Maintenant, de ces paroles que n’ombre pas même le A majuscule du nom Ararat, de quelle configuration cérébrale faut-il disposer pour y entendre “c’est à vous, à votre génération, de prendre l’Ararat ” et non “notre devoir était de sauver le Karabakh, le vôtre est de consolider les atouts du pays” ? Bien sûr, si pendant des années et des années, on nous apprend à répéter par cœur : “leurs yeux sont rivés sur nos terres” et “Reconnaissance [du génocide], Réparation, Restitution [des terres]. Les trois R !”, cette déclaration de Sarkissian, hé bien même les diplomates l’interprètent de travers.
Mais beaucoup de choses s’éclairent, une fois que deux points sont connus :
1) C’est à chacun son Lausanne [victoire diplomatique] et son Sèvres [désastre diplomatique). Le Lausanne de l’Arménie est cette frontière que traça Wilson le 22 novembre 1920, et qui laissait à l’Arménie la région s’étendant de Trabzon (mer Noire) à Hakkari (frontière irakienne). Le Sèvres arménien, quant à lui, comme l’a rappelé Taner Akçam, c’est le traité de Kars du 13 octobre 1921 traçant la frontière actuelle, traité que les Soviétiques ont imposee à l’Arménie (et en fait, aux trois Etats de Transcaucasie) par l’article 15 du traité de Moscou du 1er mars 1921.
Il nous faut savoir que face à une Turquie de 74 millions d’habitants, une Arménie qui passe de 3,4 à 2,5 millions et se trouve aux prises avec autant de mafias que de diasporas et d’oppositions, trouve très avilissant de déclarer ouvertement “Oui, nous reconnaissons Kars” et de dire par là qu’elle ne poursuit pas une politique déjà inexistante.
Il est très facile de comprendre cela ; pour deux raisons :
a- Ces gens-là, tout comme nous d’ailleurs, ont une compréhension de l’honneur “à l’Eurasienne”.
b- Bien que nous ayons pour toujours enterré notre Sèvres dans les profondeurs de l’histoire, nous sommes encore aujourd’hui proie à une bien bonne paranoïa de Sèvres.
“Nous n’avons jamais eu aucune revendication territoriale”
2) De façon indirecte, l’Arménie n’a jamais cessé de répéter qu’elle reconnaissait la frontière.
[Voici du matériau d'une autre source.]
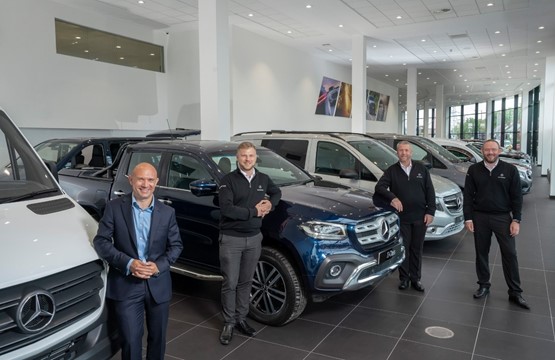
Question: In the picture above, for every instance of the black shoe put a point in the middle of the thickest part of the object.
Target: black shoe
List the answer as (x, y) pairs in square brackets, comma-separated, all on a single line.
[(245, 328), (226, 334), (481, 292), (417, 285), (519, 301)]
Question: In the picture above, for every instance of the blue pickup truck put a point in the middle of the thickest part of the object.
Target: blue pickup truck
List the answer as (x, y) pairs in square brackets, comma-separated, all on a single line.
[(321, 240)]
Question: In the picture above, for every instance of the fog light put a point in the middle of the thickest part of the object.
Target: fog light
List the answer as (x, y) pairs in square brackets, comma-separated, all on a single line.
[(335, 270)]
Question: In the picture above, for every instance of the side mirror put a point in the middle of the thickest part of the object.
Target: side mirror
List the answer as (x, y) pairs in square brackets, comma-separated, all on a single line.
[(51, 165), (348, 174), (203, 187)]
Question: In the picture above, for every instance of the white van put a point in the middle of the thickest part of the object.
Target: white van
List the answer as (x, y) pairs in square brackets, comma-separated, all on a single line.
[(52, 283), (358, 161)]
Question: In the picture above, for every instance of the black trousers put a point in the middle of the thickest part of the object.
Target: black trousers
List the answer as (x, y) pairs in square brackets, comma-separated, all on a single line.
[(499, 224), (413, 239)]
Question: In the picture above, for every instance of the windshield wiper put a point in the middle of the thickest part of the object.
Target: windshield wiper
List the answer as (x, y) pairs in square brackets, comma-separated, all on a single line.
[(29, 195)]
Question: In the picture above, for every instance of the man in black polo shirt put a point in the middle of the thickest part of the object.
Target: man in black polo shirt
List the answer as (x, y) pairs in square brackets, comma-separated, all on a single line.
[(407, 186), (493, 204)]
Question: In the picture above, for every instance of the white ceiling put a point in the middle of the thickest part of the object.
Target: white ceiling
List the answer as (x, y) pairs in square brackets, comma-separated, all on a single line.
[(478, 49)]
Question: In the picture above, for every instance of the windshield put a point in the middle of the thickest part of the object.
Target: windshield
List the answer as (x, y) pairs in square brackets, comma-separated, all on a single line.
[(55, 150), (441, 150), (281, 171), (22, 174), (381, 155)]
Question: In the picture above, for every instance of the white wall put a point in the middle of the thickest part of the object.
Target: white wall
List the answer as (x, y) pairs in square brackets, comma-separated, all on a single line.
[(50, 95), (42, 89), (276, 87)]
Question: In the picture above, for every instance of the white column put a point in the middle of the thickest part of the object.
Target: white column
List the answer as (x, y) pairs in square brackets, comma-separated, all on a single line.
[(440, 113), (524, 123), (411, 101), (546, 123), (215, 105), (426, 119), (358, 70)]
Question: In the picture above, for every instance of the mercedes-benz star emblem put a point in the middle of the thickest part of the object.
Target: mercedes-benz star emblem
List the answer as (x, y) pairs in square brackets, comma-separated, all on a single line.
[(35, 311), (384, 229)]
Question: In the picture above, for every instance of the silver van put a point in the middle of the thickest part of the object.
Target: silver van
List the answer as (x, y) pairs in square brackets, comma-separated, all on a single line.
[(358, 161), (52, 283)]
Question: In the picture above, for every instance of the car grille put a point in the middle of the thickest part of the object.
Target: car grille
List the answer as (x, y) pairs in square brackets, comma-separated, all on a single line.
[(75, 294), (378, 231), (453, 203)]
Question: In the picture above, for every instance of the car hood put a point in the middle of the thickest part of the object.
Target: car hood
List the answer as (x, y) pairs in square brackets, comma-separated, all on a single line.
[(443, 186), (326, 203), (34, 247)]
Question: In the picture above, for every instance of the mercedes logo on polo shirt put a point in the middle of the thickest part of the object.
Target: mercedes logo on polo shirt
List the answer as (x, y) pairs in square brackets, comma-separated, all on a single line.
[(35, 311)]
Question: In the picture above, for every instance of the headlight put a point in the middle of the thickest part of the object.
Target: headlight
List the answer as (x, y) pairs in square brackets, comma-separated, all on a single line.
[(324, 230), (438, 205)]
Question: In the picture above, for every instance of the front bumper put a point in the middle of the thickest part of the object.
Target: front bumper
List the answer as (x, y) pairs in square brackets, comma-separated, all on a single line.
[(346, 272), (444, 225)]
En son temps, le premier président arménien, Levon Ter-Petrossian, a proposé de signer : “les deux Etats reconnaissent de façon réciproque les accords internationaux et en acceptent les responsabilités.” Le deuxième président, Robert Kotcharian a déclaré le 11 avril 2005 : “nous n’avons jamais avancé de revendication territoriale”.[Voir ici]
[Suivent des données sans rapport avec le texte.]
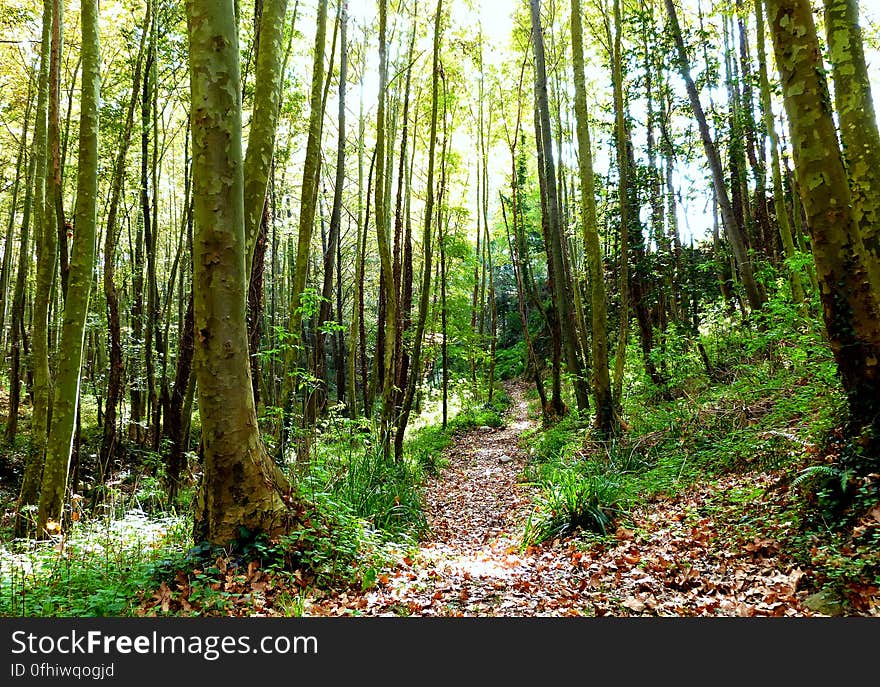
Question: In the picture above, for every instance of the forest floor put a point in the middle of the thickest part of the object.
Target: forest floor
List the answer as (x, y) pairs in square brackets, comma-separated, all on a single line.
[(682, 555)]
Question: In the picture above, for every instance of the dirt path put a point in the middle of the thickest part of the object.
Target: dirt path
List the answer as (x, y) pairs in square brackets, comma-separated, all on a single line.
[(673, 562)]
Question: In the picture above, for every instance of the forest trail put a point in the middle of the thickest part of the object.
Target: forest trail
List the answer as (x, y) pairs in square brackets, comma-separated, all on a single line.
[(674, 561)]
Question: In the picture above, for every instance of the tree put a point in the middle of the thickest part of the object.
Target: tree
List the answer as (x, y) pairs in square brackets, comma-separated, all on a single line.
[(858, 122), (561, 288), (241, 487), (732, 227), (848, 291), (76, 305), (595, 272)]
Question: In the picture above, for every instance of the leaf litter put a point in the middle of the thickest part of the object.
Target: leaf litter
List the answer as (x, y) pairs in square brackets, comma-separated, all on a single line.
[(672, 559)]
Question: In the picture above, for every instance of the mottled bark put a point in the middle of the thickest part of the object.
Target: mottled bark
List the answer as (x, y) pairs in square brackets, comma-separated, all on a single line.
[(847, 288), (858, 123), (241, 486)]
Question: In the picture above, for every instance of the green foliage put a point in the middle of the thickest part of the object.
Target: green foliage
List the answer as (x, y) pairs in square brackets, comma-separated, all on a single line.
[(96, 568), (571, 501), (510, 362), (381, 490)]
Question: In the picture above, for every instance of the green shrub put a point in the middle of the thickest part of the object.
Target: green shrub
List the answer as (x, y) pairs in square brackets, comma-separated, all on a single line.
[(573, 502)]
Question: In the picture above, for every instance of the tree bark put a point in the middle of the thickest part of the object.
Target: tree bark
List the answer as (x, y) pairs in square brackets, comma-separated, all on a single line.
[(732, 227), (848, 291), (76, 306)]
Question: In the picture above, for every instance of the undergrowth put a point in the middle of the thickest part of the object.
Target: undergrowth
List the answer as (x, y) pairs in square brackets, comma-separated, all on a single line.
[(132, 554), (772, 404)]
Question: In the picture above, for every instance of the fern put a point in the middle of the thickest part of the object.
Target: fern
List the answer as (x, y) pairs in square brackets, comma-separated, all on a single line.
[(815, 473)]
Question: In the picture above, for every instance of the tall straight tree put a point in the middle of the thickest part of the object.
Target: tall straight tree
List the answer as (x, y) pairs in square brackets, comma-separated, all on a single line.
[(782, 220), (308, 203), (30, 483), (264, 121), (76, 305), (335, 218), (427, 231), (858, 122), (848, 292), (111, 236), (21, 274), (732, 227), (589, 230), (47, 252), (387, 363), (241, 486), (554, 227)]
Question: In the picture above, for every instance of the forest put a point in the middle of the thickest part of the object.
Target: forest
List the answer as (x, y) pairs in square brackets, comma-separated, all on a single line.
[(439, 308)]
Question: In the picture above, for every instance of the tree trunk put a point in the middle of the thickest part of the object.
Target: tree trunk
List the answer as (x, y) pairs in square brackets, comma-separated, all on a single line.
[(848, 292), (782, 222), (561, 288), (241, 487), (858, 123), (116, 369), (308, 203), (76, 306), (589, 229), (425, 293), (47, 248), (732, 227)]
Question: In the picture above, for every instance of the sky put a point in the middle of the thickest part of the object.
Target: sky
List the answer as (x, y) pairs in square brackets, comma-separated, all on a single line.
[(495, 18)]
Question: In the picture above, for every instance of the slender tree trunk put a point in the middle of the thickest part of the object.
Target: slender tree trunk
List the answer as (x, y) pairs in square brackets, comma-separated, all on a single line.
[(848, 291), (47, 249), (554, 228), (387, 272), (116, 371), (308, 203), (782, 221), (415, 375), (21, 275), (604, 420), (732, 228), (324, 312)]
Le secrétaire d’État aux affaires étrangères, Kirakossian a déclaré au journal turc, Zaman : “Qui a dit que nous ne reconnaissions pas le traité de Kars ?”(24.04.06)
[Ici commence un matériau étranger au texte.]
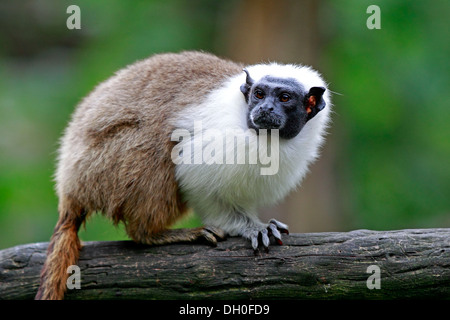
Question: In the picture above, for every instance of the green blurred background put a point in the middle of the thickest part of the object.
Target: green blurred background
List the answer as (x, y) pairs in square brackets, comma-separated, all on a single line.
[(386, 162)]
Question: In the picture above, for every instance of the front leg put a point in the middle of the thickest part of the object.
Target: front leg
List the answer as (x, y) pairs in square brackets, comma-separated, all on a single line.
[(260, 233)]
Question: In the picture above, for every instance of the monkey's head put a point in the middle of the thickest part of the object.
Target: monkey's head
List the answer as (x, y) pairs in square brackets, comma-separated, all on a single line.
[(280, 103)]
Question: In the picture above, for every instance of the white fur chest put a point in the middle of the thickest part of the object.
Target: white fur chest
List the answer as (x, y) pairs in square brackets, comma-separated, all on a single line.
[(215, 183)]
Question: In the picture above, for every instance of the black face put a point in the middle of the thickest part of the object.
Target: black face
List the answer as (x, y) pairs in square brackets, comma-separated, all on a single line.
[(281, 103)]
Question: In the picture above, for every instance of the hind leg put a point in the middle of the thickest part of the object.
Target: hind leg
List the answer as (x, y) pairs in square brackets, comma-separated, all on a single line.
[(209, 235)]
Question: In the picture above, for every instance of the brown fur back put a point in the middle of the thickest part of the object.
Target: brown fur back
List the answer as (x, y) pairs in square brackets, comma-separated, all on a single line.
[(115, 155)]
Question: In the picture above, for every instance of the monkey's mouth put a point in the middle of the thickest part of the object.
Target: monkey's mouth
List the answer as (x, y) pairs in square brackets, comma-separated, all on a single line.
[(263, 120)]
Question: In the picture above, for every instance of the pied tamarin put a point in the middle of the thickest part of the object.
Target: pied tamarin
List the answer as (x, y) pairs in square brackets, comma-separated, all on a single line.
[(117, 154)]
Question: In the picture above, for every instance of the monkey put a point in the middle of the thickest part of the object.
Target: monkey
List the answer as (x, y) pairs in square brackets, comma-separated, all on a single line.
[(116, 155)]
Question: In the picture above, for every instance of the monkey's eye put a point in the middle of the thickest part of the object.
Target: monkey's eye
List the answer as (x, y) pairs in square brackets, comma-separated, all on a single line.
[(284, 97), (259, 94)]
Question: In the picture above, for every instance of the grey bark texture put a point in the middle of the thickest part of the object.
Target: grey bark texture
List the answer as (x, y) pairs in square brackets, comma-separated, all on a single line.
[(412, 264)]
Le troisième et actuel président arménien, Sarkissian, a déclaré ceci au journal turc Milliyet : “Je m’étonne de cette question de revendication territoriale. Il est absolument certain qu’aucun responsable arménien n’a formulé une telle demande.”(21.09.08) D’ailleurs, Erevan a ratifié en 1992 la charte de l’OSCE dont tout l’esprit est celui de “l’inviolabilité des frontières”. Et votre humble serviteur lui-même, a entendu les mêmes choses de la bouche de Kotcharyan et de Oskanian (ministre des Affaires étrangères) lors d’une conférence à Erevan en 2005. Et c’est bien connu ; dans le droit et la pratique internationales, les déclarations du chef de la diplomatie, du Premier ministre et du président de la République impliquent la responsabilité de l’Etat.
Mais laissons tout cela de côté ; Sarkissian a officiellement reconnu que l’Armenie reconnaissait la frontière. Où ça ? Dans le second des protocoles que nous avons signé en Suisse le 10 octobre 2009 et que nous ne sommes toujours pas parvenus à ratifier à cause du chantage à l’énergie d’un pays comme l’Azerbaïdjan qui a mille fois laissé tomber la Turquie... Si vous vous rappelez, dans le premier de ces protocoles, on nouait des relations diplomatiques, et dans le second, on décidait de développer les relations et d’ouvrir la frontière commune.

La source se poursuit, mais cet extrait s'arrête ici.